Jon Acuff's Blog, page 163
November 23, 2010
Not knowing if we're still supposed to be all mad about Harry Potter.
Next May, I will be speaking at a weeklong leadership event in Orlando, Florida. The event is an entire week of awesome and in a recent meeting we were planning some fun surprises for all the attendees. I, being a servant leader at heart, volunteered to take the attendees on an excursion to Hogwarts. The person leading the meeting turned toward me and said, "Is that something to do with the Lord of the Rings?"
Once I regained my composure at this Dementor sized slight, I explained to him that Hogwarts is the world of Harry Potter. Hogwarts is the name of the village Universal had built as an amusement park, full of butterbeer and Quidditch and wait a second, am I supposed to still be all mad at Harry Potter? As a Christian, what's my obligation?
When the books first came out, we were up in arms, but I barely heard a peep of protest with the release of the new movie last week. Even Halloween got a bigger push back. Someone on this very blog, wrote a comment and said, "I don't support Halloween. I just can't celebrate witchcraft."

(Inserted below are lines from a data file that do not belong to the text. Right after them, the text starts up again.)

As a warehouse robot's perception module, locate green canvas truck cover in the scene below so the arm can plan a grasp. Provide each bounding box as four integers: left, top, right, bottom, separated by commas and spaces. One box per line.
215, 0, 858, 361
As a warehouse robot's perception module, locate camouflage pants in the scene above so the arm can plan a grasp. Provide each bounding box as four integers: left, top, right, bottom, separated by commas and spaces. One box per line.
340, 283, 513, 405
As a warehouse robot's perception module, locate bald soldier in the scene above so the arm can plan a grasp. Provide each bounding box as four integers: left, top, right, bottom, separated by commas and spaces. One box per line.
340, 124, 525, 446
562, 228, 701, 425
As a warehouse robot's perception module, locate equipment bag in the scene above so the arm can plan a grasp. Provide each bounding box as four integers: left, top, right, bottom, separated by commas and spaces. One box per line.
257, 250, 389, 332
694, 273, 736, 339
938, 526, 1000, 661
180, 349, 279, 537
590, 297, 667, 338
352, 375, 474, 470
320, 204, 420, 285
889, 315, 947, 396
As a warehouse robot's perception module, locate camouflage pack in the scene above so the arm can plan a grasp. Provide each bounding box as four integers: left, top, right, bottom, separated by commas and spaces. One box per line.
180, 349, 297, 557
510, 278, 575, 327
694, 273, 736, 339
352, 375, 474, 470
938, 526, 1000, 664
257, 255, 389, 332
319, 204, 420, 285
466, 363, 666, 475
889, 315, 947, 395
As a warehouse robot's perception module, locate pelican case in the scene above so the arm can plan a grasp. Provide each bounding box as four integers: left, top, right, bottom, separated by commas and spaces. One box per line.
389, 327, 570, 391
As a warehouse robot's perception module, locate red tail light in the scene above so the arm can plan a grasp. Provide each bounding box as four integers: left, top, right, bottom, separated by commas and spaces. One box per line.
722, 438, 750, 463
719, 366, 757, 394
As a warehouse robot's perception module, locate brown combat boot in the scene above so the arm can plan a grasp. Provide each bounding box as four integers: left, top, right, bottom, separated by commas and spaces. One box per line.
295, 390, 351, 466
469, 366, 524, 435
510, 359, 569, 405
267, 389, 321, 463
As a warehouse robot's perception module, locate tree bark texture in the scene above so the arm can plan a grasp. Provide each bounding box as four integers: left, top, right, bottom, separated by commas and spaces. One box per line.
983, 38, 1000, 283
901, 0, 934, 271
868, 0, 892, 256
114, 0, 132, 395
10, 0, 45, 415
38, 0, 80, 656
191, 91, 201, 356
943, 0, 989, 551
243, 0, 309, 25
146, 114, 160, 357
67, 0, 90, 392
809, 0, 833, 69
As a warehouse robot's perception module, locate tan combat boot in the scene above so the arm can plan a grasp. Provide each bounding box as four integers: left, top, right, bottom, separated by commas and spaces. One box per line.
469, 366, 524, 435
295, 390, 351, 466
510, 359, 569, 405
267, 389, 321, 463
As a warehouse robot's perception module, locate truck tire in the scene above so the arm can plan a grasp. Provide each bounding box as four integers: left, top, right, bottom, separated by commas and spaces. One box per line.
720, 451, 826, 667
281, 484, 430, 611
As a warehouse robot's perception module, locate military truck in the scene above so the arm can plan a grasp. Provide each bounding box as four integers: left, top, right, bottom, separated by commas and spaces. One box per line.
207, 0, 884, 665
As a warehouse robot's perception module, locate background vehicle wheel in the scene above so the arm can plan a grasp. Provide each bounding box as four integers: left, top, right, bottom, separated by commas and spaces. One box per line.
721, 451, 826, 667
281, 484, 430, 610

Well played, well played indeed! But where was the fuss about Harry Potter? Where were the protests? What happened to our muggle like momentum against those books? I think there are a few reasons we didn't get all mad this year at the new movie:
1. We've been beaten into submission by the sheer volume.
At this point, there are approximately 9,245 pages of Harry Potter books and 42 movies. It's so much easier to fight one movie or one somewhat thin book. But dang, JK Rowling, you dropped a lot of content on us.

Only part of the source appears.